Back to rehab. Only this time, in fall 2020, CJ entered YSS’s Residential Addiction Treatment program, Ember Recovery, in Ames. Unlike his previous centers, the Ember Recovery treatment program is located in a residential house, creating a safe and homelike atmosphere. CJ had a bedroom, household chores, and an opportunity to focus on his wellbeing.

“The first day that I got there it felt so different than any other place I’d ever been to,” CJ says of Ember Recovery. “It was much more of a home environment. I felt like I could be myself more. It wasn’t like an institution and that’s what I really enjoyed about it.”

He began to see himself again. Slowly, at first. He would talk, but wasn’t ready to listen. He was present physically, but wandering emotionally. But he was ready to try — and he began to remember feeling emotion again. He opened up about his mental health. He began to see light where previously it was dark.

“We actually got to go out in the community and do things,” CJ says of his five-month stay. “We got to go out and play basketball. Sometimes we could go skateboarding or longboarding. We could go on walks in town. It felt like a lot more freedom, but not in a bad way.”

CJ graduated from Ember Recovery in December 2020. Now 18, CJ has a 3-month-old baby boy with his girlfriend, Zoey. He works at the Hy-Vee warehouse in Cherokee. He has his own apartment. He was honored with a Youth Achievement Award at the YSS McCay Awards in July. And most importantly, in September he will celebrate two years of sobriety.
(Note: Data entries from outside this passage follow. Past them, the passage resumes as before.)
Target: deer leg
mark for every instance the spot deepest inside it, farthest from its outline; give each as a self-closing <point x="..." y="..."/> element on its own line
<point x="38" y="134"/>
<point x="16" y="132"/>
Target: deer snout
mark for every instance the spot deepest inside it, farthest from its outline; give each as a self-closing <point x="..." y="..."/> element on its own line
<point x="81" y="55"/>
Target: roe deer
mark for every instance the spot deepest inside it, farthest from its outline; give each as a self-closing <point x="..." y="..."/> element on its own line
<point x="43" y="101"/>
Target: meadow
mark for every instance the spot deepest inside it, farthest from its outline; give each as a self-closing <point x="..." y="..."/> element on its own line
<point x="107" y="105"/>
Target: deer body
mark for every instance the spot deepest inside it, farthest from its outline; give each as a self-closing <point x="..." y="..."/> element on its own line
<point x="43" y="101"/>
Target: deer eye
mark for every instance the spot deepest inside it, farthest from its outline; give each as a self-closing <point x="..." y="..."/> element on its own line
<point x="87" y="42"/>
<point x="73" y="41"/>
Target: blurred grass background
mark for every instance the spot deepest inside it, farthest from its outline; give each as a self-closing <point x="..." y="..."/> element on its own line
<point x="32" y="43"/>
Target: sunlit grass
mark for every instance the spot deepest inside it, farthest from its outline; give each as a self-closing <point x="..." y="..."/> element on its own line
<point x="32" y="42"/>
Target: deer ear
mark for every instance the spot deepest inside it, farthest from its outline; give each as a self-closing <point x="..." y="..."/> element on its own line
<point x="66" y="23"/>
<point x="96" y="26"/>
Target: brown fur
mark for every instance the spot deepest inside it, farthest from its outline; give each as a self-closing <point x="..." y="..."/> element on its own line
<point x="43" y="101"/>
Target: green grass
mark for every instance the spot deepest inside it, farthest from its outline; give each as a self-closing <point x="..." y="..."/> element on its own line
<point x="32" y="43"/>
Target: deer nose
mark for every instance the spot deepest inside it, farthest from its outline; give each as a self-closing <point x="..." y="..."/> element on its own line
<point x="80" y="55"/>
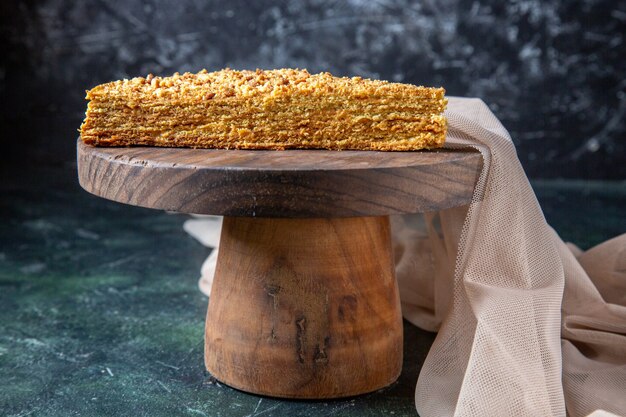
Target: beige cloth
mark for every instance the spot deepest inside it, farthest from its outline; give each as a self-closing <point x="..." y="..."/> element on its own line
<point x="526" y="325"/>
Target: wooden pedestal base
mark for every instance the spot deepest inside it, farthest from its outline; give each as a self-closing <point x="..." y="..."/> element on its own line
<point x="305" y="308"/>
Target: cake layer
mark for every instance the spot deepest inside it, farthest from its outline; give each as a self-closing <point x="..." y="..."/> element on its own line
<point x="275" y="109"/>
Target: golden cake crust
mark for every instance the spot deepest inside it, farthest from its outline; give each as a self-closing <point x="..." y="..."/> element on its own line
<point x="273" y="109"/>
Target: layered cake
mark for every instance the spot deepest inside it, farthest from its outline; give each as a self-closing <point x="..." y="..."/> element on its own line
<point x="273" y="109"/>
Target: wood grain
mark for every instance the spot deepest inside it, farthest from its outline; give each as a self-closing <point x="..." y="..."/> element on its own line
<point x="305" y="308"/>
<point x="294" y="183"/>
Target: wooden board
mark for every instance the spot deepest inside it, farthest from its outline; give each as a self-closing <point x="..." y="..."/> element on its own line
<point x="293" y="183"/>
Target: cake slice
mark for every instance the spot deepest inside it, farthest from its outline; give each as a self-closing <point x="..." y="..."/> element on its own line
<point x="274" y="109"/>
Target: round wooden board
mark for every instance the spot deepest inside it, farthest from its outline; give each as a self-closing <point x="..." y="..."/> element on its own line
<point x="292" y="183"/>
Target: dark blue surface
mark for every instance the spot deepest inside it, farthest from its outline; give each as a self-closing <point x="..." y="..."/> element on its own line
<point x="552" y="71"/>
<point x="100" y="313"/>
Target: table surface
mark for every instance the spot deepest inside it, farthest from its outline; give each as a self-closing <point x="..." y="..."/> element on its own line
<point x="101" y="314"/>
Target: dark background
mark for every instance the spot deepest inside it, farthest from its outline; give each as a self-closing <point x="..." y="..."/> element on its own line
<point x="552" y="71"/>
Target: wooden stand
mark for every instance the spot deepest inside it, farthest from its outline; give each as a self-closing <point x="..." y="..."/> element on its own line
<point x="304" y="301"/>
<point x="305" y="308"/>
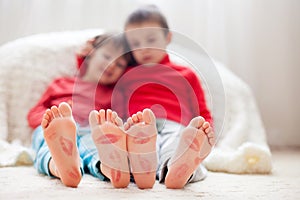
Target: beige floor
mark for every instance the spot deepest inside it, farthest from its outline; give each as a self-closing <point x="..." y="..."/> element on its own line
<point x="283" y="183"/>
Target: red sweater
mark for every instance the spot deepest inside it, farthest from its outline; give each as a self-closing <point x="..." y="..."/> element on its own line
<point x="173" y="92"/>
<point x="84" y="97"/>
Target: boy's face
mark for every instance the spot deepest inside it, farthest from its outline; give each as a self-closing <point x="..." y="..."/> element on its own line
<point x="105" y="65"/>
<point x="148" y="42"/>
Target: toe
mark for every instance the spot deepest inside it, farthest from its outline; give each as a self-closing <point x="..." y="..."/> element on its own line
<point x="55" y="111"/>
<point x="116" y="119"/>
<point x="94" y="118"/>
<point x="135" y="118"/>
<point x="65" y="109"/>
<point x="109" y="115"/>
<point x="148" y="116"/>
<point x="102" y="116"/>
<point x="197" y="122"/>
<point x="139" y="116"/>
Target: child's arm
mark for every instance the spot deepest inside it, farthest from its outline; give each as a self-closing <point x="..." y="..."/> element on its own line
<point x="35" y="114"/>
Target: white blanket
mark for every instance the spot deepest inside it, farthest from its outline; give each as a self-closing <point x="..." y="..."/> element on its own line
<point x="29" y="64"/>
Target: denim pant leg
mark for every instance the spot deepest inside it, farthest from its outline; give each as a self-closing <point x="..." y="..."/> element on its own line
<point x="41" y="149"/>
<point x="89" y="155"/>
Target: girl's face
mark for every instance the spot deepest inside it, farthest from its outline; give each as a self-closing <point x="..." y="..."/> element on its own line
<point x="105" y="65"/>
<point x="148" y="42"/>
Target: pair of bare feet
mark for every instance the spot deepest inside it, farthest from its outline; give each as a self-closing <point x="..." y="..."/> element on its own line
<point x="123" y="148"/>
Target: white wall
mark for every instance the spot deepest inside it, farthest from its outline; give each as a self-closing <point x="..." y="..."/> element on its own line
<point x="258" y="40"/>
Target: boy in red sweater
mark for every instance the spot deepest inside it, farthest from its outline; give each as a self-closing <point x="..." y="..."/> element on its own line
<point x="172" y="135"/>
<point x="64" y="148"/>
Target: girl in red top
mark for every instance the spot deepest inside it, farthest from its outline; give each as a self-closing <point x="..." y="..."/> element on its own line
<point x="172" y="135"/>
<point x="64" y="148"/>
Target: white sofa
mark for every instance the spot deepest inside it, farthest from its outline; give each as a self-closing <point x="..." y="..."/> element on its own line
<point x="28" y="64"/>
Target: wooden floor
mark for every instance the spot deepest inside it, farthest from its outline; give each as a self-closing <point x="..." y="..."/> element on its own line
<point x="283" y="183"/>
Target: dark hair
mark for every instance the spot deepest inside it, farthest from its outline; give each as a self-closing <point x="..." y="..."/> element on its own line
<point x="148" y="13"/>
<point x="117" y="40"/>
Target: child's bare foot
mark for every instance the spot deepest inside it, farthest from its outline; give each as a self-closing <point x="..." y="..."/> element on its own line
<point x="141" y="146"/>
<point x="60" y="135"/>
<point x="110" y="141"/>
<point x="195" y="144"/>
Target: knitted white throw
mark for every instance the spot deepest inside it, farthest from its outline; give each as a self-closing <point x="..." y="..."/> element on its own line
<point x="29" y="64"/>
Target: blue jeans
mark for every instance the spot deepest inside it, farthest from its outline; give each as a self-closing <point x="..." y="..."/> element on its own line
<point x="88" y="153"/>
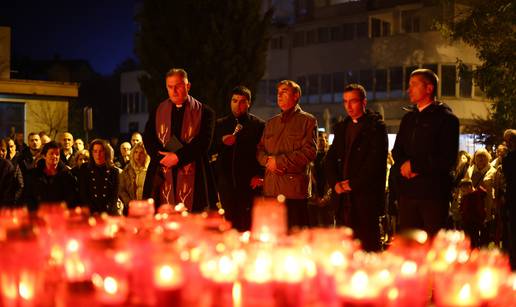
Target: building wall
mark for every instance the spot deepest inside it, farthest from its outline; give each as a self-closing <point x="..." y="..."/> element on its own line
<point x="375" y="43"/>
<point x="39" y="114"/>
<point x="134" y="105"/>
<point x="5" y="52"/>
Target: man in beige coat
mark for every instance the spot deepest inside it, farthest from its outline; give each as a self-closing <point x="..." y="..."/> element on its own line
<point x="287" y="147"/>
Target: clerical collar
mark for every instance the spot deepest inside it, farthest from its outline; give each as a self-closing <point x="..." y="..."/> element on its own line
<point x="423" y="107"/>
<point x="356" y="121"/>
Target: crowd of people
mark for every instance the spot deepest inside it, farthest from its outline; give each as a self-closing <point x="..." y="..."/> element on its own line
<point x="186" y="155"/>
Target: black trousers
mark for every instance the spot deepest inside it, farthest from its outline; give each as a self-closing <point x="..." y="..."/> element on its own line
<point x="297" y="213"/>
<point x="237" y="206"/>
<point x="363" y="220"/>
<point x="428" y="215"/>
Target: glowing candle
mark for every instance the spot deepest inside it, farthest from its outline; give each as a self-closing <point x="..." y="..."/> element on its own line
<point x="110" y="290"/>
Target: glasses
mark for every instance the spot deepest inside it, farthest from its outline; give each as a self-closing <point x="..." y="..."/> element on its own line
<point x="352" y="101"/>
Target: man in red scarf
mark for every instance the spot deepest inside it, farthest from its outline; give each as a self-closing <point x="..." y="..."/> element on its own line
<point x="177" y="137"/>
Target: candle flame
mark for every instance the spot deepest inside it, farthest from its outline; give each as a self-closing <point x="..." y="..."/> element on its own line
<point x="26" y="286"/>
<point x="465" y="293"/>
<point x="167" y="276"/>
<point x="450" y="254"/>
<point x="487" y="283"/>
<point x="72" y="246"/>
<point x="409" y="268"/>
<point x="9" y="289"/>
<point x="237" y="294"/>
<point x="359" y="283"/>
<point x="337" y="259"/>
<point x="110" y="285"/>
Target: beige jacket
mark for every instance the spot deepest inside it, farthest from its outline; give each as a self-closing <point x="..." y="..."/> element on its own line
<point x="291" y="138"/>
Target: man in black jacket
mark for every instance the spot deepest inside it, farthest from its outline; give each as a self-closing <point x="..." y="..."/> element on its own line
<point x="356" y="166"/>
<point x="238" y="173"/>
<point x="50" y="180"/>
<point x="177" y="137"/>
<point x="425" y="153"/>
<point x="11" y="180"/>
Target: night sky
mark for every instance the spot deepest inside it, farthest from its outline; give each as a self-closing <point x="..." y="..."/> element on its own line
<point x="99" y="31"/>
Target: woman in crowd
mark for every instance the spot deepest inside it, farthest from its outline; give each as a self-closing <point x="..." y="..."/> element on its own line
<point x="12" y="155"/>
<point x="99" y="180"/>
<point x="82" y="157"/>
<point x="11" y="180"/>
<point x="50" y="180"/>
<point x="481" y="174"/>
<point x="133" y="176"/>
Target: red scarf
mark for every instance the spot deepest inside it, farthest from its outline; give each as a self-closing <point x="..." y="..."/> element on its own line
<point x="185" y="184"/>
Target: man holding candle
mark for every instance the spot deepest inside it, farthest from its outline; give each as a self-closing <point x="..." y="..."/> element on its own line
<point x="355" y="168"/>
<point x="287" y="147"/>
<point x="238" y="172"/>
<point x="177" y="137"/>
<point x="50" y="180"/>
<point x="425" y="153"/>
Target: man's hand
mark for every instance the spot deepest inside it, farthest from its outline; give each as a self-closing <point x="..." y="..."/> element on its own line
<point x="406" y="170"/>
<point x="256" y="181"/>
<point x="271" y="164"/>
<point x="342" y="187"/>
<point x="169" y="160"/>
<point x="229" y="139"/>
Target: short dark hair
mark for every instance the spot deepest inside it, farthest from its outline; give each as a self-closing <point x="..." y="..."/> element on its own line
<point x="429" y="76"/>
<point x="31" y="134"/>
<point x="356" y="87"/>
<point x="48" y="146"/>
<point x="177" y="71"/>
<point x="242" y="91"/>
<point x="108" y="151"/>
<point x="293" y="85"/>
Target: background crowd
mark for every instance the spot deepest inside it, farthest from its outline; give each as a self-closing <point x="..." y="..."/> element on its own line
<point x="249" y="157"/>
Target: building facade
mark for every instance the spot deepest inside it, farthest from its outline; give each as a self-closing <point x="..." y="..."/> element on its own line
<point x="28" y="105"/>
<point x="325" y="44"/>
<point x="134" y="106"/>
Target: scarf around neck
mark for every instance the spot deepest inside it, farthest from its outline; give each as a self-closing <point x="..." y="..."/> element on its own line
<point x="185" y="181"/>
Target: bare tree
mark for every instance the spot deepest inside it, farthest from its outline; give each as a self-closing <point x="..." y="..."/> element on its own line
<point x="50" y="117"/>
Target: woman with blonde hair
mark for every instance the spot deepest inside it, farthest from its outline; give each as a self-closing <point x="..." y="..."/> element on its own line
<point x="133" y="176"/>
<point x="482" y="174"/>
<point x="99" y="180"/>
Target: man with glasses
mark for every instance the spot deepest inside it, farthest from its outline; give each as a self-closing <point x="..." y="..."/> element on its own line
<point x="355" y="168"/>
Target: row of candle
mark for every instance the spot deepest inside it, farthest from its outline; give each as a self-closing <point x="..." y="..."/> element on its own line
<point x="67" y="258"/>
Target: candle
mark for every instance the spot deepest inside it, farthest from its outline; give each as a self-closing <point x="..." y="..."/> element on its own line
<point x="269" y="219"/>
<point x="141" y="208"/>
<point x="168" y="280"/>
<point x="257" y="286"/>
<point x="364" y="282"/>
<point x="456" y="287"/>
<point x="110" y="290"/>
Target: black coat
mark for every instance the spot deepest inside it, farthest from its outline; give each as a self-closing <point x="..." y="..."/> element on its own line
<point x="430" y="140"/>
<point x="196" y="151"/>
<point x="11" y="182"/>
<point x="367" y="163"/>
<point x="237" y="164"/>
<point x="98" y="188"/>
<point x="509" y="171"/>
<point x="40" y="188"/>
<point x="26" y="161"/>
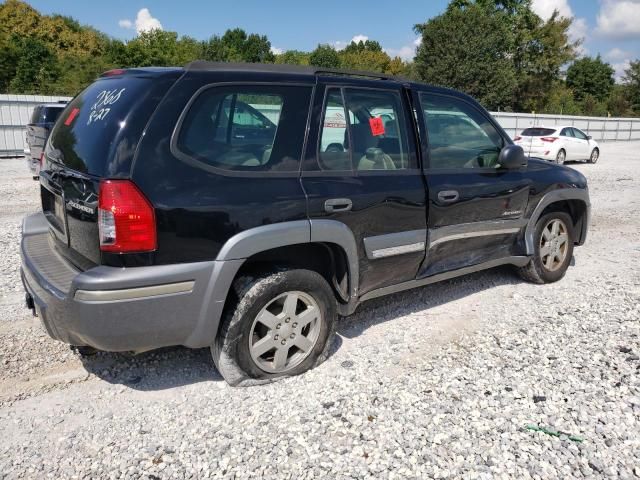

“I think there’s times that CJ doesn’t realize how far he’s come,” says Zoey, pointing out the Midwestern modesty of her boyfriend. “Since I first met him, even when he just got out of Ember, he was kind of closed off. Kind of quiet. Since then he’s come out of his shell. He opens up. He talks. He’s a lot kinder. He can separate his feelings from being frustrated and upset to being understanding, like ‘I understand why I’m upset I can tell you what I’m feeling and let’s figure out a way to fix it.’ ”

CJ doesn’t shy away from his past. Using it not to regret, but to reflect.

“No matter what, you keep on finding something to fight for,” CJ says. “You really can get through anything. You have to remember that feelings do pass. Things may not be healed from your past … but it will always get better if you put in that effort.”